Мама отправляется на собрание, настроенная на скандал. Она берет меня с собой, чтобы я видел, как она меня любит. Учительница переходит прямо к делу: она обвиняет маму в том, что та делает за меня домашнее задание по рисованию. Это замечательное проявление любви, уточняет она, но это расхолаживает ребенка. Вот только мама никогда не делает за меня задания. Нужно разобраться, в чем дело.

Учительница открывает ящик письменного стола и достает мой альбом. Она говорит, что дети моего возраста рисуют в особой примитивной манере, в одной плоскости, произвольно проводя линии и злоупотребляя гипертрофированными формами.
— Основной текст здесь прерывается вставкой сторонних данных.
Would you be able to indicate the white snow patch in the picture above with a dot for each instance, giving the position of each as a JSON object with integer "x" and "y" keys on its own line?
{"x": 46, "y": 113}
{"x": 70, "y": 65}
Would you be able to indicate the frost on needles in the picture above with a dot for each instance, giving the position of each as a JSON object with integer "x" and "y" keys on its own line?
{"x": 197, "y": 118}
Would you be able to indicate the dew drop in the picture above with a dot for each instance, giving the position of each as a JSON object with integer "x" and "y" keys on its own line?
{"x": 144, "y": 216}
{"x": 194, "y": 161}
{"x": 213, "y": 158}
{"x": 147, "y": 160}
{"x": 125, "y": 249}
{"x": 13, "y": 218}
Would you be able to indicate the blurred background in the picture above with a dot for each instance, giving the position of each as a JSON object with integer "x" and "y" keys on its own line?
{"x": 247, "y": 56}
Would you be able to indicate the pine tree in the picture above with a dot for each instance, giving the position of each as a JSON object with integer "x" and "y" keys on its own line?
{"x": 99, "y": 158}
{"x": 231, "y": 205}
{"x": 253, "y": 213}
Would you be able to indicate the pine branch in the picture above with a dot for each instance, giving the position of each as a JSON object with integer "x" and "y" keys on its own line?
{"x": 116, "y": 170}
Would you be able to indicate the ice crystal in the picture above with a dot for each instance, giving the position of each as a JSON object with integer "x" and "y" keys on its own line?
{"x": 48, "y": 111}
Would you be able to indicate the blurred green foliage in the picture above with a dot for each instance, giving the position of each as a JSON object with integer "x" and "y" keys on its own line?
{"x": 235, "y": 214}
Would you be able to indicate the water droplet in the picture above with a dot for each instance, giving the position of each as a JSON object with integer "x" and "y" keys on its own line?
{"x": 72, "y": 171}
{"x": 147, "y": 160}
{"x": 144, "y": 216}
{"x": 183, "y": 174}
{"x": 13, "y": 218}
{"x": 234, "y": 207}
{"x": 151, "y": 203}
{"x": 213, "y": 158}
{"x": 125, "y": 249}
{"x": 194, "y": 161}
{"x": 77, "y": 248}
Затем она раскрывает альбом на последней странице, где карандашом нарисована рука, и в полной уверенности, что уличила меня в обмане, победоносно смотрит на нас.
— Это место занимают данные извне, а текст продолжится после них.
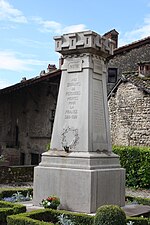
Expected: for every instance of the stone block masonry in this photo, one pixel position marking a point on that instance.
(80, 167)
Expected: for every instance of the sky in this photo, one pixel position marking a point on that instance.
(27, 28)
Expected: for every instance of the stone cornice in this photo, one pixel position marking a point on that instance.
(84, 42)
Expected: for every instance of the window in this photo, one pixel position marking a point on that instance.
(112, 75)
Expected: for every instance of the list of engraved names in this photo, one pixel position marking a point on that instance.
(73, 93)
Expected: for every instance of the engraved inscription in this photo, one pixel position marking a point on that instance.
(97, 67)
(73, 93)
(75, 66)
(99, 126)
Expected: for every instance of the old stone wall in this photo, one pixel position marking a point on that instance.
(128, 61)
(129, 110)
(26, 119)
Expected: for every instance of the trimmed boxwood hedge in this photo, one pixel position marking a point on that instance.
(39, 217)
(7, 208)
(136, 161)
(8, 192)
(139, 200)
(139, 220)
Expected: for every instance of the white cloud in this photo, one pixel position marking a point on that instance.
(4, 83)
(74, 28)
(13, 62)
(55, 27)
(136, 34)
(9, 13)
Теперь мама уже на стороне учительницы, и они обе, словно сговорившиеся сестры, ожидают моих объяснений. Я не понимаю, чего от меня хотят. Спрашиваю их, почему им не нравится мой рисунок. Мама вздыхает в отчаянии. «Кто нарисовал это за тебя?» – спрашивает учительница. Я прошу карандаш и за три минуты повторяю рисунок на новом листе бумаги.
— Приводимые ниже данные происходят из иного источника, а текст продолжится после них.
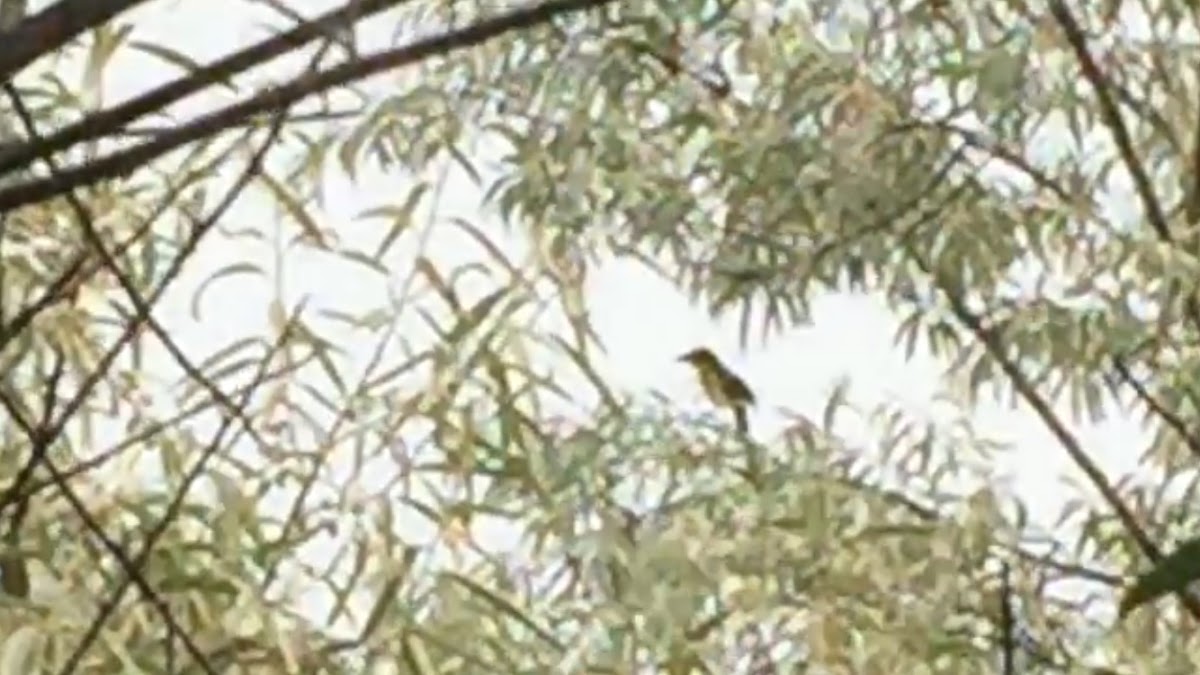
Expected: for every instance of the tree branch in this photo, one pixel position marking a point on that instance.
(53, 28)
(126, 161)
Одаренный ребенок – отвратительное явление. Его талант измеряется его ненормальностью, его отрешенностью от окружающего мира.

После каждого обследования мне дарят электроды, я коллекционирую их, складывая один на другой в уголке моей комнаты, пока их не набирается целая куча. К тому моменту, когда я осознаю, насколько бесполезна, скучна и до абсурдности трагична сложившаяся ситуация, группа специалистов приходит к выводу, что правое полушарие моего мозга активнее левого, что обусловливает особое развитие визуально пространственного восприятия и объясняет мой талант рисовальщика.

Один из специалистов, одетый в поло «Lacoste», говорит мне: «Для вас, юноша, главное – научиться отделять зерна от плевел. Настоящие гении не склонны к зазнайству. Не нужно задирать своих друзей по школе и унижать учителей. И не забывайте о том, что от гения у вас только правая половина мозга. Позаботьтесь, чтобы левое полушарие вело себя пристойно».

За исключением этого локального дара и некоей предрасположенности к устной и письменной речи, я совершенно обычный ребенок с проблемами в математике и сложностями с концентрацией. На протяжении трех месяцев меня просят рисовать руки, цилиндры (я делаю их прозрачными, чтобы они смогли разглядеть заключенного внутри муравья), всю мускулатуру человеческого тела, угадывающуюся под кожей. Все это происходит под покровом тайны при молчаливом согласии школьного руководства и моих родителей. Не думаю, что шестилетний ребенок может быть готов к такой таинственности. Я не готов.

Никто не говорит мне, что не так с моей головой, и я начинаю думать, что у меня рак. Ученые просят меня нарисовать рак. Я выполняю их пожелание и рисую свое лицо с приоткрытой дверцей во лбу, за которой виднеется мозг, составленный из сот, подобно улью, и в каждой соте сидит по пчеле, откармливающей своих личинок. «Почему ты нарисовал себя улыбающимся?» – спрашивают они меня. «Это не я улыбаюсь, – поясняю я. – Это рак». Я показываю им, что они видят не весь рисунок. Если посмотреть лист на просвет, его обратная и лицевая сторона образуют одну картину. На обороте нарисовано лицо в поперечном срезе с полностью обнаженным мозговым ульем. Две пчелы крутят своими лапками два крошечных барабана, связанных веревочками с уголками моих губ. Натягивая их, они заставляют меня улыбаться.